Kim B-J, Shin K-O, Kim H, Ahn S H, Lee S H, Seo C-H, Byun S-E, Chang J S, Koh J-M, Lee Y-M
Division of Endocrinology and Metabolism, Asan Medical Center, University of Ulsan College of Medicine, Seoul, 138-736, Korea.
College of Pharmacy and MRC, Chungbuk National University, Cheongju, 361-763, Korea.
J Endocrinol Invest. 2016 Mar;39(3):297-303. doi: 10.1007/s40618-015-0364-x. Epub 2015 Jul 29.
Although recent studies provide clinical evidence that sphingosine-1-phosphate (S1P) may primarily affect bone resorption in humans, rather than bone formation or the osteoclast-osteoblast coupling phenomenon, those studies could not determine which bone resorption mechanism is more important, i.e., chemorepulsion of osteoclast precursors via the blood to bone marrow S1P gradient or receptor activator of NF-κB ligand (RANKL) elevation in osteoblasts via local S1P.
To investigate how S1P mainly contributes to increased bone resorption in humans, we performed this case-control study at a clinical unit in Korea.
Blood and bone marrow samples were contemporaneously collected from 70 patients who underwent hip surgery due to either osteoporotic hip fracture (HF) (n = 10) or other causes such as osteoarthritis (n = 60).
After adjusting for sex, age, BMI, smoking, alcohol, previous fracture, diabetes, and stroke, subjects with osteoporotic HF demonstrated a 3.2-fold higher plasma/bone marrow S1P ratio than those without HF, whereas plasma and bone marrow S1P levels were not significantly different between these groups. Consistently, the risk of osteoporotic HF increased 1.38-fold per increment in the plasma/bone marrow S1P ratio in a multivariate adjustment model. However, the odds ratios for prevalent HF according to the increment in the plasma and bone marrow S1P level were not statistically significant.

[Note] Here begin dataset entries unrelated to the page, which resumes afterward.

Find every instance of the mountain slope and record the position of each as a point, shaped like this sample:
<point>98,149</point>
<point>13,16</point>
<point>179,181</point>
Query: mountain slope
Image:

Our current results using simultaneously collected blood and bone marrow samples suggest that the detrimental effects of S1P on bone metabolism in humans may depend on the S1P gradient between the peripheral blood and bone marrow cavity.
尽管最近的研究提供了临床证据,表明1-磷酸鞘氨醇(S1P)可能主要影响人类的骨吸收,而非骨形成或破骨细胞-成骨细胞偶联现象,但这些研究无法确定哪种骨吸收机制更为重要,即破骨细胞前体通过血液至骨髓的S1P梯度产生的化学排斥作用,还是局部S1P导致成骨细胞中核因子κB受体活化因子配体(RANKL)升高。
为了研究S1P如何主要导致人类骨吸收增加,我们在韩国的一个临床单位开展了这项病例对照研究。
同期收集了70例因骨质疏松性髋部骨折(HF)(n = 10)或骨关节炎等其他原因(n = 60)接受髋关节手术患者的血液和骨髓样本。
在对性别、年龄、体重指数、吸烟、饮酒、既往骨折、糖尿病和中风进行校正后,骨质疏松性HF患者的血浆/骨髓S1P比值比无HF患者高3.2倍,而两组间血浆和骨髓S1P水平无显著差异。同样,在多变量调整模型中,血浆/骨髓S1P比值每增加1倍,骨质疏松性HF的风险增加1.38倍。然而,根据血浆和骨髓S1P水平增加情况得出的HF患病率的比值比无统计学意义。
我们目前使用同时采集的血液和骨髓样本得出的结果表明,S1P对人类骨代谢的有害影响可能取决于外周血和骨髓腔之间的S1P梯度。